In cultures treated with compound (5), tachyzoites forming daughter zoites emerging upon endodyogeny were visible throughout the whole experiment. After 6 h and even after 12 h, we detected vacuoles with numerous zoites that were either vacuolized or exhibited a fragmented cytoplasm, all of which indicated ongoing proliferation despite clear ultrastructural alterations. At 48 h of treatment, large vacuoles were observed, exhibiting an electron-dense matrix containing numerous parasites with altered ultrastructures. Frequently, completely destroyed tachyzoites, still enclosed by a vacuole, were observed at this time point (Figure 7).
3. Discussion
An in vitro screening of 390 MMV Malariabox compounds against Neospora caninum yielded in the identification of 28 compounds with specific activity against N. caninum. Nine of these compounds were also effective against Theileria annulata [18], another apicomplexan parasite affecting cattle, transmitted by ticks. Of these nine compounds, the most effective is compound (1) or MMV665941, a triphenyl-methanol closely related to crystal violet. MMV665941 was previously also shown to be most effective against T. annulata but also clearly toxic for macrophages with a therapeutic index of only 2.5 [18]. The fact that, in the present screening, MMV665941 did not affect confluent HFFs could indicate that this compound preferentially affects proliferating cells. Moreover, MMV665941 was also shown to be moderately effective against Cryptosporidium parvum with an IC50 of around 0.8 µM [19]. In a recently published study comparing the rapidity of action of MMV Malaria Box compounds against Plasmodium falciparum blood forms with the (potential) mode of antimalarial action [20], MMV665941 was designated to act more slowly than artesunate, but faster than atovaquone. The mechanism of action of this compound is unknown. Studies on MMV665941-susceptible yeast strains suggested an interference with sterol-dependent processes since two of seven susceptible mutants were defective in sterol biosysnthesis [17].

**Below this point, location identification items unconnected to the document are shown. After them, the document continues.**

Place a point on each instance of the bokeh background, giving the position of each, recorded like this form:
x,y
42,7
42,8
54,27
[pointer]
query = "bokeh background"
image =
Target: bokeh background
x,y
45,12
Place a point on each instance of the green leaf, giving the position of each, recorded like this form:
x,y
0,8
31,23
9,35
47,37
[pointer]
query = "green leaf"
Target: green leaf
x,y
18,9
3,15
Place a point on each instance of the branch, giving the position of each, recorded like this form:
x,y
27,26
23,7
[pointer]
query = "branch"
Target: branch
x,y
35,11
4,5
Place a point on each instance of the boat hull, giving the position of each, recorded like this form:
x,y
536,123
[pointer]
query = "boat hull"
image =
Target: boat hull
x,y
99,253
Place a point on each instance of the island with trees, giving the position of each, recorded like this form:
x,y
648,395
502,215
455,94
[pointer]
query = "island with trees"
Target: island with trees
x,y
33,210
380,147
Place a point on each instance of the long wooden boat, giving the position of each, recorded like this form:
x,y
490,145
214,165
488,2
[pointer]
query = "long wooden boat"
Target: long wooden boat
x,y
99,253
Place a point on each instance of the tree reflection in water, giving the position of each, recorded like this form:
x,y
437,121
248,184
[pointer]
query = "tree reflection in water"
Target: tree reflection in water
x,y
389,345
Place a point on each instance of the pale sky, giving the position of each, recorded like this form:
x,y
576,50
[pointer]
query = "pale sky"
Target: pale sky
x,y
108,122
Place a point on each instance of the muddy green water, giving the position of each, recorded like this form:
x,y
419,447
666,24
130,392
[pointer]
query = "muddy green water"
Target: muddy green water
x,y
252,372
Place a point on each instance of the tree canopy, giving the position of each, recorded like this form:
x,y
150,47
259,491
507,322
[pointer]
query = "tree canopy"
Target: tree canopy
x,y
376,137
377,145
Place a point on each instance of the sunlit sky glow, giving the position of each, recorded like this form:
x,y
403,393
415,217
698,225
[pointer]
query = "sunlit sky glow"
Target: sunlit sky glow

The closely related crystal violet is a broad-spectrum antiseptic with multiple cellular targets. It binds to bacterial cell wall components, to DNA [21], most likely also to other acidic macromolecules [22], and uncouples Trypanosoma mitochondria [23]. These multiple targets may explain why this compound has not only the lowest IC50, but also the strongest impact on parasite ultrastructure, as shown by transmission electron microscopy (TEM). Since the vacuolization of tachyzoites observed already after 6 h could correspond to the degradation of mitochondria, the selectivity of MMV665941 could be due to a preferential action on parasite vs. host mitochondria. In terms of the pharmacokinetic properties in mice, MMV665941 appears as the most promising compound of the three, due to a maximal plasma concentration (Cmax) of 1.09 µM and a high value for the area under the curve from time point 0 to the time point of the last measurable concentration (AUC0-last) (see Table A2).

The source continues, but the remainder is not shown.